第32話 ゴブリンの巣への手がかり
32
「……坊主の槍はひどいな」
「まじすか」
「昨日見た時も思ったが、基本を知らねえだろ? 握りも構えも足運びも何もかもおかしい。よくそれで組合長の剣が防げたな」
実際のところ防ぎきれてはいなかった。槍は育った村でも使えるような人がいなかったので、俺が参考にしているのは前世で見た時代劇やアクション映画なんかの演出バリバリのフィクション槍術だからな。

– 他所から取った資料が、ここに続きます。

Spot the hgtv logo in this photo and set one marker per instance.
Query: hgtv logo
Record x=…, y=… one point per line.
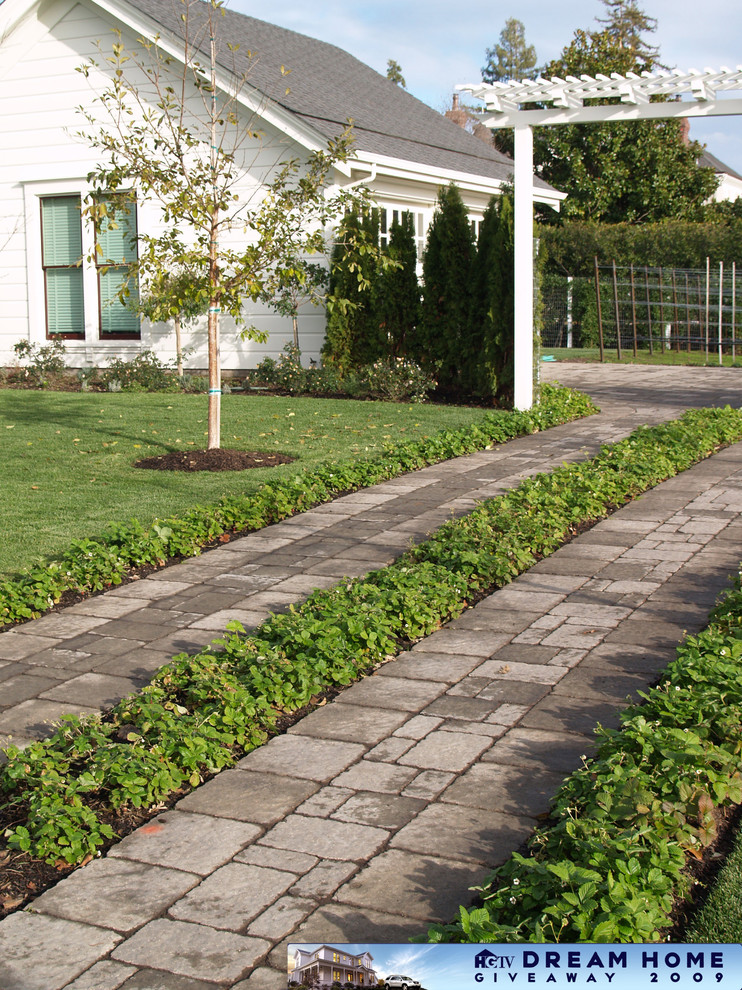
x=668, y=966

あの時はギルド長の手加減の上、魔力による身体強化と魔法で誤魔化したに過ぎない。
エブールの町の外、北の林の中での模擬戦闘による訓練は順調に進む。三人での冒険者チーム結成の初日は体調と天候を考慮して、装備の入手に訓練と、ゆっくり準備に充てることにしたのだ。
今はエリックさんに木剣で武器有りの稽古をつけてもらっている。おっさん相手には身体強化は無しだ。
町に来てみて初めてわかったことだが、思うように魔力が使えない状況というのも今後珍しくはないだろう。そんな時の為にも、基礎的な技術は身体強化に頼らずに生身で覚えていなければ使いものにならない気がする。
武器は林の木を魔法で加工し、俺は槍を模した長い棒を使っている。エリックさんは普段はバトルアックスをメインに使うらしいが、今回はロングソードくらいの長さで太めの木剣を用意して打ち合っている。
……もう一人の仲間である獣人の少女クロは今はお休み中だ。町を出る際に北門の近くで買っておいた食料をオヤツに休憩したところ、クロが俺のコートを奪って横になり、そのまま寝入ってしまったので仕方なく放置してある。
訓練の時は魔力を使った俺に勝てなくて少々機嫌が悪かったので、食って寝たら直ってくれてるといいんだが。
「俺も、槍は詳しくはねえからなあ。まあ魔法もあるし、このへんの魔物相手には今のところそれで十分だろ。若いんだからこれからだ」
……魔物も人間も勝てる相手かどうかはよく見極めないとな。上には上がいる。まあギルド長のように長く積み重ねているような人達には、簡単に通用するとは考えていない。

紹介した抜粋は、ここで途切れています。